20. Aide moi

Write by Samensa

ELA

La maison est plongée dans un silence de cimetière.

Maman est en train de se reposer sur la terrasse. Elle est à la maison depuis ma sortie de l’hôpital, il y environ une semaine. Elle a tenu à rester avec ma tante pour s’occuper de moi, en utilisant des méthodes plus traditionnelles. Je ne suis pas épargnée des décoctions à base de feuilles amères, de lavements et autres. Et je dois dire que ce traitement nous fait du bien à mon bébé et moi.

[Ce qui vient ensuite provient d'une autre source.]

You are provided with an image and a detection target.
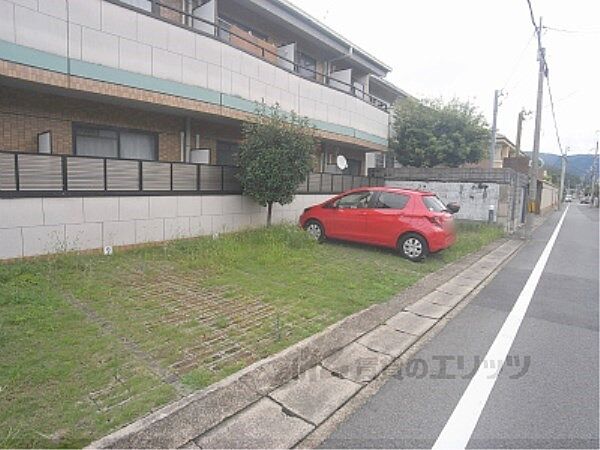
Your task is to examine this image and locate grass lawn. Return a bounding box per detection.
[0,224,502,447]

Mon bébé. L’enfant d’Eric. Après tous les calculs que j’ai effectués, je suis sûre et certaine que cet enfant est de mon mari.

Je me rappelle du jour où je le lui ai confirmé. Il s’est seulement contenté de me regarder sans un mot. Un regard dégoûté et froid.

Il me parle très peu. Lorsque nous sommes en public, il sauve les apparences avec des gestes anodins mais une fois en intimité, c’est le silence total. Toutefois, il veille à ce que je ne manque de rien et que je sois bien traitée.

Eric n’a jamais abordé le sujet de ma liaison avec son frère depuis ma sortie. Personne ne peut savoir à quel point cela est lourd à supporter. Vivre avec une personne à qui vous avez fait du mal et qui ne vous tient rigueur de rien, c’est la pire des punitions. J’ai maintes fois essayé d’aborder le sujet, en vain.

Avec David, c’est compliqué. Quand il a appris pour ma grossesse, il a espéré que l’enfant soit de lui. Il a vite été déçu sans pour autant reculer devant sa volonté de me faire sienne. Nos communications se limitent à des SMS. Je ne peux plus faire l’affront à mon mari de parler à David devant lui.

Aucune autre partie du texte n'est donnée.